When I was fifteen you went mad and I saved you.
When I was fifteen you went mad and I never forgave you.
The idea of love, then, is something sinister in its applications. The “bully” kind of love is the one that we have no control over. Control, or loss of control, is another deeper concern of the poems. When we have the power to name the things that hurt us, but not stop them from happening. When we have the power not to hurt someone who has hurt us. When we are powerless to help them. When we are powerless over mental illness, or love, or forgiveness. Over the way love can be abusive in its failures. The speaker can quit smoking, eat better, take care of herself, but cannot influence the world in other ways. This conflict is at the center of a larger question: why do we want love so desperately if it is bound to fail us?
Louise Glück famously wrote in “The Red Poppy:”
Feelings:
oh, I have those; they
govern me.
This sentiment is the through-line of these poems. Who are we when all we want is a parent to understand our pain? What if that parent inflicted that pain that will stay with us? Bully Love. In an elegiac sequence of poems, the speaker describes little ways of dying on a daily basis in different places, against different physical and psychological backdrops. Because she is credited with “[saving her mother] from suicide” in “Little Colorado,” the idea of suicide becomes one in which the person doing the dying finally has some measure of control over dying. In the “dying” poems, the speaker is trying to assert her authority over circumstances she can and cannot control, such as in “Dying, Four Ways: Arizona:”
Lose your husband of fifty years while you
go blind. Leave the Bay for the Desert.
Complain about Bush/Cheney and eat
sandwiches while watching CNN. Flirt with
the paramedics. Tell everyone you have quit,
then sneak smokes all day. Buy identical
tencel suits in three colors that you will never wear
because we’re not going to Charleston’s
for ribs anymore. No Olive Garden, no lasagna.

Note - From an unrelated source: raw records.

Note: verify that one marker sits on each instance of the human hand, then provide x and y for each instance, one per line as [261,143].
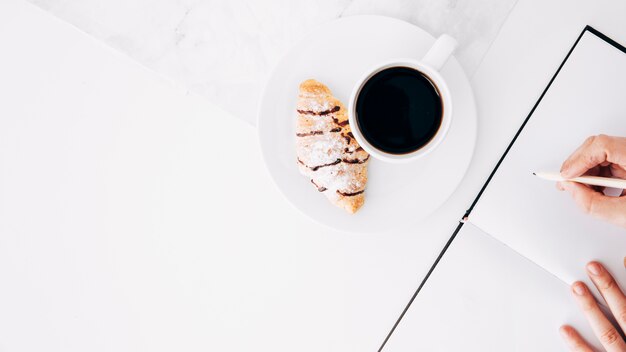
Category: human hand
[609,335]
[598,156]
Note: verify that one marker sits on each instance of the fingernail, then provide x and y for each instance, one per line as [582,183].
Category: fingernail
[579,288]
[564,331]
[594,268]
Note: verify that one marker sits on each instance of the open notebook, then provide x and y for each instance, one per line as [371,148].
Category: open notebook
[502,282]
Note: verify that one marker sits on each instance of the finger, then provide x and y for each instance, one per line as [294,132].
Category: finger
[617,171]
[597,204]
[610,291]
[605,331]
[575,342]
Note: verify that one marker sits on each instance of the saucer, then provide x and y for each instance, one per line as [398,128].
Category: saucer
[337,54]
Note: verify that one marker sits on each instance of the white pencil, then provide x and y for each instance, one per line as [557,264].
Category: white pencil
[588,180]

The dying in this collection isn’t only being accomplished by the speaker’s mother. Everyone and everything is dying, “the stars and the spaces between stars / it has taken me all my life to accept.” This lack of acceptance included.
In terms of place, Murphy firmly situates her poems in time and space. These places exist inside and outside the speaker, so dependent are we on our physical environments, particularly the natural world that we often neglect to take care of. Many of the poems have place names in the titles, which demonstrates how important these places are to these poems. At the end of the collection, forgiveness is another place the speaker must visit: “the meticulous accounting / of daughters” is the flipside of the, “bright, sharp edges / on the periphery of praise.” Thus, forgiveness is the toggle—besides naming, it is the one thing we have in our power to give or to refuse.
The poems in Bully Love appeal to the senses: lush imagery coupled with song and silence. Even the dead sing. Even moments where the speaker is being insincere ring with the sincerity of the heartbroken. All years add up to the types of love that keep us alive: past and present, fair and ugly-unfair, forgivable and unforgivable.